Blog Date:  July 5, 2019


This mirror at the Humanity House summed up my day very well in one photo. The point of the mirror was to put you in the shoes of a refugee who feels invisible, so when you look in the “mirror” you don’t see yourself. It is an unsettling feeling to be looking in a mirror but unable to see yourself. On a surface level, it reminded me of how I felt every morning for the past week because there are no long mirrors in the dorms, so I never know what my outfit looks like before I walk out of the door. I get dressed and hope for the best. This is has been an adjustment for someone who usually checks the mirror 15 times before I leave the house. On a personal level, the mirror reminded me of how this trip has already changed how I look at myself and how I think others look at me. Everyone has an image of themselves in their head, what we think other people see when they look at us. Looking in the mirror, I saw nothing but I knew I was there. I could feel the weight of my body, my feet on the floor. But in the mirror, who was I if I couldn’t see myself? Being in a new country is a highly conscious moment of the differences between who you are and you hope to be when you are abroad. All of the sudden you are aware of your unconscious mannerisms and regular habits. You notice how you always pull doors that usually push. You notice your body feeling tired when it’s still daylight outside (even though it’s 10pm). You notice how you hesitate to drink the water you just filled up in the bathroom sink. I have become very sensitive to everything that I am, everything that I do, everything that makes me who I am, because those things make me different here. When I look in the mirror at home I look exactly how I think I do. When I look in the mirror here I see nothing, and I am left with the nagging question of who do I want to be in this unfamiliar land?

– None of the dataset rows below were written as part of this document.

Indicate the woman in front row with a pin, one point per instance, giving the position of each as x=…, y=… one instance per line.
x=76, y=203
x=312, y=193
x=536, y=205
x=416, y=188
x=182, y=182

In my head I am: Aneesa, freshly turned 20 year old, college student, book lover, Barista, future world traveler.

To the guy in the Lighthouse Cafe I am: girl who doesn’t know how to open a garbage can.

Traveling is a whirlwind of emotions. Highs and lows. Today was my favorite day so far. I ate (many samples of) cheese, Greek food, ice cream and my daily stroopwaffle. I am grateful for everything I’ve learned and everyone I met. I’m ending the day feeling very grateful and introspective about my place in New York, in the United States, in the Netherlands, in the world, in relationships with friends and family, and most importantly with myself.